The SWA has voiced concerns that Scotch whisky’s access to some overseas markets through agreements made with the European Union, could be no longer valid in the event of a no-deal Brexit.
Scotch whisky is currently protected by a geographical indication (GI), meaning there is a legal requirement for it to have been made in Scotland using only water, grains and yeast, and to have been matured in oak casks for at least three years.
With no Brexit agreement in place, Scotch whisky could lose its legal protection in some overseas markets, potentially allowing for ersatz ‘Scotch’ whiskies that do not adhere to the category’s legal definition.
Lindesay Low, deputy legal director for the SWA, said: ‘This is something we’re monitoring very carefully – if we drop out of the EU, we’ll also drop out of those agreements.
‘Our message to the UK government is clear – we urge politicians to find a way forward and give the industry certainty.’
The government has been signing continuity agreements to maintain Scotch’s legal status in some international markets, such as the deal made between the US and the UK in February 2019 which mirrored the protections set down in the US-EU trade agreement.

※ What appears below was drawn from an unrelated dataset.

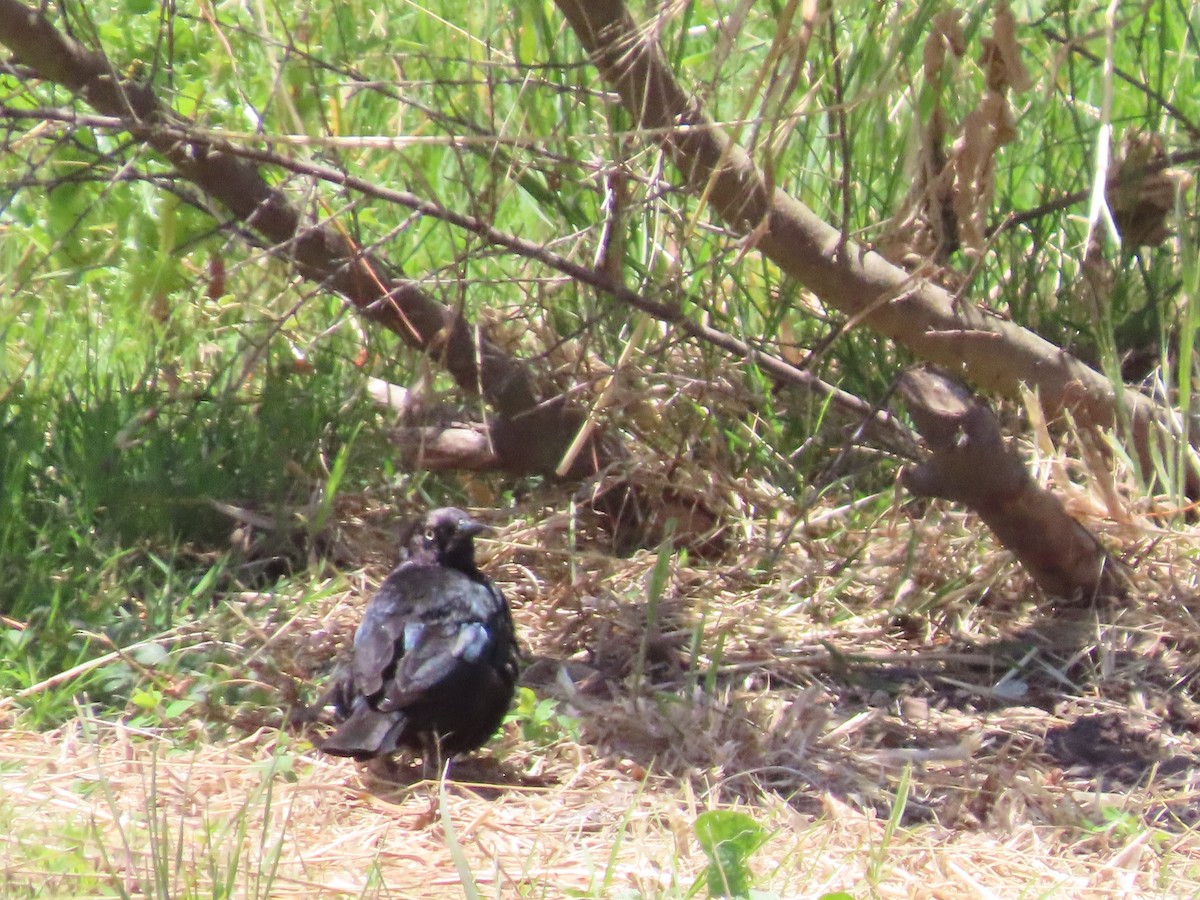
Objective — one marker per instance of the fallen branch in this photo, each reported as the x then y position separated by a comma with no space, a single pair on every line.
970,465
994,354
321,252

Low added: ‘With the EU being the largest trading bloc for Scotch whisky, Brexit is a matter for concern – but I think the situation for Scotch if the UK leaves the EU, regardless of what happens, is not going to be as desperate as some commentators might say.
‘We have been assured by the Department for Environment, Food and Rural Affairs that it has a UK system of GIs ready to go as soon as we leave the EU. That will make sure we’re protected.’
Scotch whisky is the UK’s largest food and drink export and an important contributor to the British economy, with shipments worth a record £4.7bn in 2018.